When I was four years old, Mom and Dad frequently read to us out of a small storybook about the New Testament. One of the pictures from that book which sticks in my head is of a starry sky over Lake Galilee. The stars in the picture, contrary to my experience at the time, were multi-colored--like a sky full of Fruit Loops. Although that would have been my preferred experience of the sky, I knew it was false, and I probably asked Mom and Dad endless questions about why the stars over Galilee were colored while ours were a bland white.

Well, tonight, while walking back from supper here in Tucson, a city which regulates night-time lighting to maximize star viewing even in the downtown area, I spotted Sirius, the brightest star in the sky. Right now, it appears beneath the contellation Orion, about 15 degrees closer to the horizon.

I had to look twice because what I saw was unbelievably bright, and it was twinkling in so many different colors--red, green and blue, at least--that I thought at first it was a far-away plane coming in for a landing.

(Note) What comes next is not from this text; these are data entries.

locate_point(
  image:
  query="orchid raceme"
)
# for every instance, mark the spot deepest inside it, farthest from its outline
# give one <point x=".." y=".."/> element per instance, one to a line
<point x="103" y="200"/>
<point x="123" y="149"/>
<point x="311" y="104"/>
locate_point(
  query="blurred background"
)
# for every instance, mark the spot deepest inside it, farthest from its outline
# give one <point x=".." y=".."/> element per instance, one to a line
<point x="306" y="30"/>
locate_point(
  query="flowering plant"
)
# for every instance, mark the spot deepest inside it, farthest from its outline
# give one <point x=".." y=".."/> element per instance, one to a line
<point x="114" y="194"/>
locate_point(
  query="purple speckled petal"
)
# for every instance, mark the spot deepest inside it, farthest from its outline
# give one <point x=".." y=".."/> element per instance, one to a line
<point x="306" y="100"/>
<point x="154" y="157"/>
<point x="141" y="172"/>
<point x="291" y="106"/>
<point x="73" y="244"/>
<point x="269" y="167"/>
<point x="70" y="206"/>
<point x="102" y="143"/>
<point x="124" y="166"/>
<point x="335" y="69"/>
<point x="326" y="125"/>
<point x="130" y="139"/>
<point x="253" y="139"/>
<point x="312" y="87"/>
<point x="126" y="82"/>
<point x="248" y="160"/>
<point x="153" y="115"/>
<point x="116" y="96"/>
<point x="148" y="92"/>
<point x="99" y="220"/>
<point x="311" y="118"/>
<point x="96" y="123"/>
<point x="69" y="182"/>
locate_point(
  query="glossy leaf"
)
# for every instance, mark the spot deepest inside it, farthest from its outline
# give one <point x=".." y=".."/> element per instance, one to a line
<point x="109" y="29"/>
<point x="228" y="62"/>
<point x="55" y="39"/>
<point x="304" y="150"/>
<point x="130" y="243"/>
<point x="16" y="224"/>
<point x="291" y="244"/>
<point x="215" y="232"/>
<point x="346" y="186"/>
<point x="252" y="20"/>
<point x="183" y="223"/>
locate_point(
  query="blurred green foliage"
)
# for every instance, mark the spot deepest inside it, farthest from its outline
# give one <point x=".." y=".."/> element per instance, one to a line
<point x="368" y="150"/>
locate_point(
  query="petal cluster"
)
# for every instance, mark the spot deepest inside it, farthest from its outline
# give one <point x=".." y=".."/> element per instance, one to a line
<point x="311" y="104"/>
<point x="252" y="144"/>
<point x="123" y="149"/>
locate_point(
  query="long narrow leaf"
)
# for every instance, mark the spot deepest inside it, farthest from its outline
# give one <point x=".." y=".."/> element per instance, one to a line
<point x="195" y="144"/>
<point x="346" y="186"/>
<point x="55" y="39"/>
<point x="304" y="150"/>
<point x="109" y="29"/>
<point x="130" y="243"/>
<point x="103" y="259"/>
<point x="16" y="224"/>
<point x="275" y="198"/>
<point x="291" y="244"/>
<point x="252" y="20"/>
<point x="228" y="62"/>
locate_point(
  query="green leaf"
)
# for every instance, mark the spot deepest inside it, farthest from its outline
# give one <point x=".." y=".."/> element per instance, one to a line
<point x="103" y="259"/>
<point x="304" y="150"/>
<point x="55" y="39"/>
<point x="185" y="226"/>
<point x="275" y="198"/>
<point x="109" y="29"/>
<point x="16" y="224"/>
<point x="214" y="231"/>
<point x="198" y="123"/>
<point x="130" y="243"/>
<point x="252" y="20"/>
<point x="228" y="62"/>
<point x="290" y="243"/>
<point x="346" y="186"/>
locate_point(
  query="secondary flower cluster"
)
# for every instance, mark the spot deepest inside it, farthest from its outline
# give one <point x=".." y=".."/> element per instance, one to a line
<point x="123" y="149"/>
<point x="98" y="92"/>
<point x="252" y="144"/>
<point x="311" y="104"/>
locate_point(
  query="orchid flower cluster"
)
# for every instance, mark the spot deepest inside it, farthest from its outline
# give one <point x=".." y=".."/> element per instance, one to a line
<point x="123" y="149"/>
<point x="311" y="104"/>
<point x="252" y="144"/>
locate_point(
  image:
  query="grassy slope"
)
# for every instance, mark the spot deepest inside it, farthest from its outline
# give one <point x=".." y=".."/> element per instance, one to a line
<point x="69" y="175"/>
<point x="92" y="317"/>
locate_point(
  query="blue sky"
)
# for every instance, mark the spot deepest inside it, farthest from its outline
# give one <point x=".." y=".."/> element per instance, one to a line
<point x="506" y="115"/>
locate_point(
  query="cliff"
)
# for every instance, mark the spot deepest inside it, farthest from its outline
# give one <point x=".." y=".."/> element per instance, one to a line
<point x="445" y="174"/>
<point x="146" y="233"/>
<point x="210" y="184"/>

Looked it up when I got inside and found that Sirius is considered "the king of the twinklers." I don't think it twinkles in the Minnesota night sky, but here in the clear desert air of Tucson, after a day which was perfectly cloudless, Sirius was really putting on a show. Sirius is usually more towards the blue end of the spectrum, but tonight it was busyly changing from blue to red to pink and green in quick succession.

One of the pleasures of Tucson: A twinkling, clear winter sky with weather warm enough to get out and enjoy it.